Over in Rhodes Forty Eight, the discussion was taking a nasty turn. Having failed to persuade Rio to stay the course with friendly means such as doubling the already generous bribes that he was getting, Xen and Wen had started to turn the screws on Len. They reminded him that he had already taken their bribes and that the authorities in Time Command wouldn’t take the defection of one of their most trusted TIOs lightly. When even that didn’t work they raised the subject of his family and their ‘extended holiday’ in Taiwan and how their visas might unexpectedly ‘run-out’ if he didn’t comply. Eventually, between dessert and coffee, they persuaded him to stay under cover for them but he was not to try any heroics for the meanwhile. Just to keep his head down for now.
Uli had seen enough and left Commander Stakus to monitor the surveillance right to the bitter mint ending. Afterwards, Stakus sat alone in his office staring out over New London and beyond. It was a dark autumn night and, from his office, he could just make out the skyline and the shape of the city tower blocks. He missed the old days when light from the buildings and the street lamps spilled out into the skies over London to give the sky and eerie orangey-pink glow. The era of light pollution legislation had stopped all that and, though it would be nice to see the stars and Milky Way over London again, it turned out to be pointless in the smoky fug that now enveloped the city.
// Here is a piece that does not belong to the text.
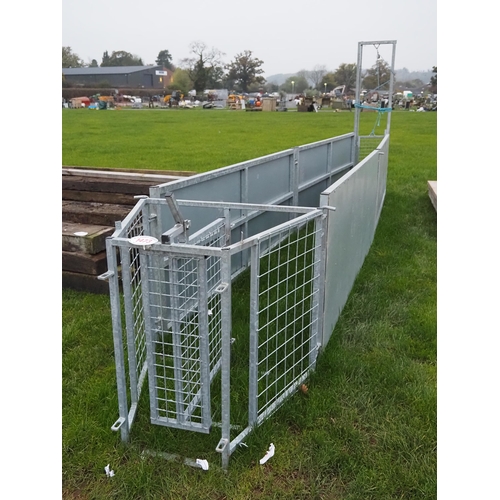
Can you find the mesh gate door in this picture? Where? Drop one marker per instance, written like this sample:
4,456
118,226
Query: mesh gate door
182,336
He thought about all the people in his town that would, tomorrow, discover that they had the sickness or had a relative newly diagnosed. For those that could not afford the time shielding it would be a death sentence since the rate of collection of the radioactive debris from the misfortunate planets was not keeping pace with the rate of infection.
His thoughts turned to his wife. Like a sleeping beauty held frozen in time he was reminded of the word oft repeated at Remembrance Day services “They shall not grow old as we that are left grow old. Age shall not wither them nor shall the years condemn”. How true that was and how, in a way, it meant that his wife might as well be as dead as those who died and grow never old. How he longed for there to be a simpler cure. One that did not have to be collected from the burning embers of another world’s death. How he wanted his wife to be closer to the top of the queue for the cure. But Time Control’s rules were rigorous and no favouritism was allowed. However, unless they increased the rate of detection of planecides his wife would not be cured in his lifetime. It was with these heavy thoughts that he left the confines of Time Control to stop by the hospital again to see his wife before going home.
The next day he re-deployed TIO Rio to insignificant duties. A move for which Rio was grateful since it removed the temptation to have anything of value to report to his blackmailers in the Time Rebels camp.
Then the message came from the Slide Zone that the Tony Robinson had returned but was its Purify mission a success?